The Wyss Institute’s foundational role in this shift is hard to overstate. Collins’ earlier deep learning work, also done with MIT collaborators, was responsible for discovering halicin in 2019—the first new class of antibiotics identified in decades, and the first discovered leveraging an AI-powered platform [9, 47]. The newer generative-AI work for gonorrhea is a direct evolution of that same research program, moving from "AI as a screen" to "AI as a designer" [7, 50].
While the Wyss Institute’s generative AI candidates (like NG1) remain preclinical, the antibiotic discovery field received a major validation in December 2025. On December 11 and 12, the U.S. Food and Drug Administration approved two new oral medications to treat uncomplicated urogenital gonorrhea—the first entirely new treatment options in decades [33, 40, 35].
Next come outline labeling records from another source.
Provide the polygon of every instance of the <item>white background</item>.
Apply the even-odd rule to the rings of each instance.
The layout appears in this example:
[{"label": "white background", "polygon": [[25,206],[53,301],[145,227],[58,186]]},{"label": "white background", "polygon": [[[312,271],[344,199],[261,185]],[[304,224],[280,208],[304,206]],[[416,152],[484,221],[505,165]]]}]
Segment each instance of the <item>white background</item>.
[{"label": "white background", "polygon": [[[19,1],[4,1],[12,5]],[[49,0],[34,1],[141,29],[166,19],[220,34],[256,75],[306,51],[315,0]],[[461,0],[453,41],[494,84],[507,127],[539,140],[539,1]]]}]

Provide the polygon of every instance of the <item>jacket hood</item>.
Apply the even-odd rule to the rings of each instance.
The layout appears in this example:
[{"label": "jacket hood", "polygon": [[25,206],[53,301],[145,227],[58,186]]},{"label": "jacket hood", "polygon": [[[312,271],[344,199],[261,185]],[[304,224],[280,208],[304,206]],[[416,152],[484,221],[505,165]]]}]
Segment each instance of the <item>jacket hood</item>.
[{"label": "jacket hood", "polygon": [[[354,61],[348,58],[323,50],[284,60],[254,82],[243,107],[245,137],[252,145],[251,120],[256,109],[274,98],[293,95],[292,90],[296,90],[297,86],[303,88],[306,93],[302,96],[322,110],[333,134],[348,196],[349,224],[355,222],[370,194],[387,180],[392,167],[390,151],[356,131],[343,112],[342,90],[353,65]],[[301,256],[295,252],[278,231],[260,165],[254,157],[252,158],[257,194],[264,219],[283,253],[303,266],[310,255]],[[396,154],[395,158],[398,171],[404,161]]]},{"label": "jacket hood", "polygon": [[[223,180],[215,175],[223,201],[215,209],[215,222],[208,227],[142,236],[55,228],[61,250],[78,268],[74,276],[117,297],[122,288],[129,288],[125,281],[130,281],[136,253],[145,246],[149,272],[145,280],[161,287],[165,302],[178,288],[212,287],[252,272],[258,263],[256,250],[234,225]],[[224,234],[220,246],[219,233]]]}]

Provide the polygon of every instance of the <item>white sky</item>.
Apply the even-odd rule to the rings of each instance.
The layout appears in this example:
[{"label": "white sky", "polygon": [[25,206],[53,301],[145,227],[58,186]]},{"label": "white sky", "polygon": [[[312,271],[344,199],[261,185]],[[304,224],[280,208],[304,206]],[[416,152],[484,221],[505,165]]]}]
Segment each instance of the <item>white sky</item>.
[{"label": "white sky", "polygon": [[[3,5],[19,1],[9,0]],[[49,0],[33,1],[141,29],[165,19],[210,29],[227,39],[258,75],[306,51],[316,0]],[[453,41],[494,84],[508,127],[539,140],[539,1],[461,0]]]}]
Both drugs are structurally novel oral antibiotics, a critical feature because the previous standard of care—an injectable ceftriaxone-based regimen—posed logistical barriers and was increasingly challenged by rising resistance [36, 44]. However, the approvals come with important caveats. Both zoliflodacin and gepotidacin showed limited success against pharyngeal gonorrhea in earlier Phase 2 trials, meaning their use will need to be carefully managed . And neither was discovered using AI. Instead, they reflect the continued importance of traditional, non-AI small-molecule drug development, even as AI accelerates the pipeline of preclinical candidates [7, 8].
The Wyss Institute’s work, and the broader AI-driven antibiotic movement it represents, sits at a pivotal intersection. On one side, generative AI models are now capable of designing structurally novel compounds that kill multidrug-resistant “superbugs” in the lab and in animal models [7, 48]. On the other, the December 2025 FDA approvals of zoliflodacin and gepotidacin prove that new chemical entities can win regulatory approval and reach patients in urgent need of alternatives to failing frontline antibiotics [33, 35]. The next step—the marriage of AI-designed candidates with human organ-on-chip testing—has already begun inside Collins’ lab .
If this integrated approach succeeds, the future of antibiotic discovery could look radically different: deep learning models propose entirely novel molecules, organ-on-chips validate their safety and efficacy in human tissue environments, and the most promising candidates move rapidly toward clinical trials. For a pathogen like N. gonorrhoeae, which the WHO and CDC have placed on their highest-priority watchlists due to its alarming resistance trajectory, the stakes could not be higher [41, 5]. The Wyss Institute’s AI-designed antibiotics may still be preclinical, but they represent a proof of concept that we can now teach machines to invent the medicines we desperately need.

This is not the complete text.